I got up and thanks to Egypt Central and the will of me wanting my finish with Kerrie, I began to walk again.  I even began to run!  I ran to a cone then walked to a cone.  This really got my spirits up.  Thank goodness for Swanson Chicken Broth!!  My strength was returning and I had made the final turnaround to head back to the finish line.  At about 3/4 mile after the turnaround I saw my friend Amy, and shortly after Kerrie.  She looked amazing.  She was still smiling.  I hollared that I can't wait to finish with her and I'd see her soon.  I was soon joined by my friend Rusty, Amy's husband and he shared some pedal time as I walked.  It was great having him there for a bit.  I had fought through so much and really needed to chat at someone.  So a big thanks to him.

I approached the second to last turn before the finish and stopped.  It was here at mile 25.75 that I waited for Kerrie.  I knew she wasn't far behind and I couldn't wait for her so we could finish together.  It had taken 10 years to come to this point.  Kerrie got me started in triathlon many years ago, she had never beaten me.  This time she had beaten me.  No matter the time on the clocks, she deserved for this to be her day.  She nudged me at the line and we embraced following those words,"Jason & Kerrie Bernstein YOU ARE AN IRONMAN!"
Kerrie's time - 14hrs 59 min 00 sec   My time - 14 hrs 59 min 03 secs
The day was long.
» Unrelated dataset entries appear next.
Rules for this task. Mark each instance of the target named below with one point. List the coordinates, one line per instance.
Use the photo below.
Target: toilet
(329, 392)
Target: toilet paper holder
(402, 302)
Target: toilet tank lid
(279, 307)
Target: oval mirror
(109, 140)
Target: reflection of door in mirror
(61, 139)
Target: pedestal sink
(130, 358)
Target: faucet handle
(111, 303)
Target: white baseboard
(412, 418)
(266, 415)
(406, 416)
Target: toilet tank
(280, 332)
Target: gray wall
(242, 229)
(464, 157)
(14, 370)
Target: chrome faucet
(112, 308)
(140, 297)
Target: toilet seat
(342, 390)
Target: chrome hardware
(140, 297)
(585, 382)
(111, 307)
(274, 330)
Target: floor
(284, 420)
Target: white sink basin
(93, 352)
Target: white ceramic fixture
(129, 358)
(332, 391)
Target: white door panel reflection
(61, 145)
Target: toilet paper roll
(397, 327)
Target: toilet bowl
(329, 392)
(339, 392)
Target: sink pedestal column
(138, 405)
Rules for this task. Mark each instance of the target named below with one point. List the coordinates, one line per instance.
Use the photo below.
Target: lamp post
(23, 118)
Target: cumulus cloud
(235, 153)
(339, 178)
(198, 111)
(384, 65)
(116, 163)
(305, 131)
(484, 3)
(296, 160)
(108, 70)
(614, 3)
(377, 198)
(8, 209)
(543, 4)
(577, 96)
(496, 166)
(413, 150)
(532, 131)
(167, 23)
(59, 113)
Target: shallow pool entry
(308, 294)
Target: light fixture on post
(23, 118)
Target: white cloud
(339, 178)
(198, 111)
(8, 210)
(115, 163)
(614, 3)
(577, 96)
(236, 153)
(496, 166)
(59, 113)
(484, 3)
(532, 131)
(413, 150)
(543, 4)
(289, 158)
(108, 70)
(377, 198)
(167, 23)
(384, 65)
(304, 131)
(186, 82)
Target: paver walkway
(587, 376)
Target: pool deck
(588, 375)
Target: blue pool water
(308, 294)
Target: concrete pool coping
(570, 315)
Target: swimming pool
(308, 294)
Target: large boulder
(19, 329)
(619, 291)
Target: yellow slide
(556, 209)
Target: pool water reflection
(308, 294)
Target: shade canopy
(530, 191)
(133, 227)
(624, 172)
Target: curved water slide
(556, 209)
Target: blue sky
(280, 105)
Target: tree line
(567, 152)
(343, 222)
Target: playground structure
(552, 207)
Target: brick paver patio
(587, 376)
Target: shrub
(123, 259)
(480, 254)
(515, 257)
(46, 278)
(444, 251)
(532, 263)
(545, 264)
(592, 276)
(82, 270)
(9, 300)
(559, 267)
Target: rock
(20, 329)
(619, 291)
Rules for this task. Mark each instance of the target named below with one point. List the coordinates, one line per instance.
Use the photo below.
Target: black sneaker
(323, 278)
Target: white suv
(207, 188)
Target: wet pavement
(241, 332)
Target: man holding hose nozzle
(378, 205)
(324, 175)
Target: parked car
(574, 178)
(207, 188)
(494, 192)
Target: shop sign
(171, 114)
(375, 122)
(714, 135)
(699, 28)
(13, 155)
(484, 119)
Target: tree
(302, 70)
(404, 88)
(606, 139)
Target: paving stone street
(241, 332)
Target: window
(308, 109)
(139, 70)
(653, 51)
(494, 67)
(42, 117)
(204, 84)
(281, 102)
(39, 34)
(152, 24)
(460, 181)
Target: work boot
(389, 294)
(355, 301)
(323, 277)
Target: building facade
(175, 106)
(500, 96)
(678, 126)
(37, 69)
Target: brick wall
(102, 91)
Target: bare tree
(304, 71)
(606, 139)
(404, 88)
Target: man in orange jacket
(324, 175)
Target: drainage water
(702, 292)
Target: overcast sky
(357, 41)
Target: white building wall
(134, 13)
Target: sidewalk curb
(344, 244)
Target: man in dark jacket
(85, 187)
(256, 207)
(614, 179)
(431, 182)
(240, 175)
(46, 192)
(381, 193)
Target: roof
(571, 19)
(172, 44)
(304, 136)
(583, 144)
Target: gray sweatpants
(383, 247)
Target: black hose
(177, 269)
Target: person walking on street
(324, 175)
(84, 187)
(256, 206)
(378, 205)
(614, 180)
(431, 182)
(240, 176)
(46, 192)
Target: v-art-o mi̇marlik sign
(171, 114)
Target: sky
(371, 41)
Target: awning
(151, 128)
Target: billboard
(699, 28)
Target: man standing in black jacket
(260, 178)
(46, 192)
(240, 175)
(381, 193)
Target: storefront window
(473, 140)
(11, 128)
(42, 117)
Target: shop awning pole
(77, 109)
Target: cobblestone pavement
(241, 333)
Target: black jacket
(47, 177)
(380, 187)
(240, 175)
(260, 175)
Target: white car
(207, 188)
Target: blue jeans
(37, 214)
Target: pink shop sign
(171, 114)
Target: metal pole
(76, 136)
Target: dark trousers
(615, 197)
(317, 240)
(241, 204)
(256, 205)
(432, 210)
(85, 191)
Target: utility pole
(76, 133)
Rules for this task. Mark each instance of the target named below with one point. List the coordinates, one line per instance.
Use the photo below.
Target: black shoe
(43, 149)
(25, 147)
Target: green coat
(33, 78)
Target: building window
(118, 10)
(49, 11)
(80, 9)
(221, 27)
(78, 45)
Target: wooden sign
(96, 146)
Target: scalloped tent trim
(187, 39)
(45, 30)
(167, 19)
The anticipation drove me crazy and every step I took was one with emotion and feeling.  We took this journey together.  From every run, ride, swim, babysitter, and everything in between we did this together.  I could not have been more proud of the final moment on 4th St.  Watching Kerrie hug our boys, seeing them look up at her and being so proud.  They sacrificed a lot this summer.  More than most boys should.  But in the end they were the ones that wore the medals. The lessons of Ironman don't just apply to training, nutrition, and race day execution.  They carry over to every facet of life.  Balance, communication, patience, love, and sacrifice.  There are so many feelings to describe the day, but it I can try to sum it up with "Be in the moment".  These were the words we worked and sacrificed by.

A heartfelt thanks goes to:
Connor & Cooper- the two best sons a dad could ask for, Mom & Dad Bernstein & Jessi & Brandon Cain (Sydney too) - you are our Iron Sherpas!
Kristy & Dustin- Always had a bottle of wine ready, and a phone close by.
Craig, Ellen, Tammy, Tammy, Joe, Brad, Amy, Tami, Brooke - Thanks for sharing some of the miles

And all of our friends that followed the journey and whispered or shouted support throughout the day.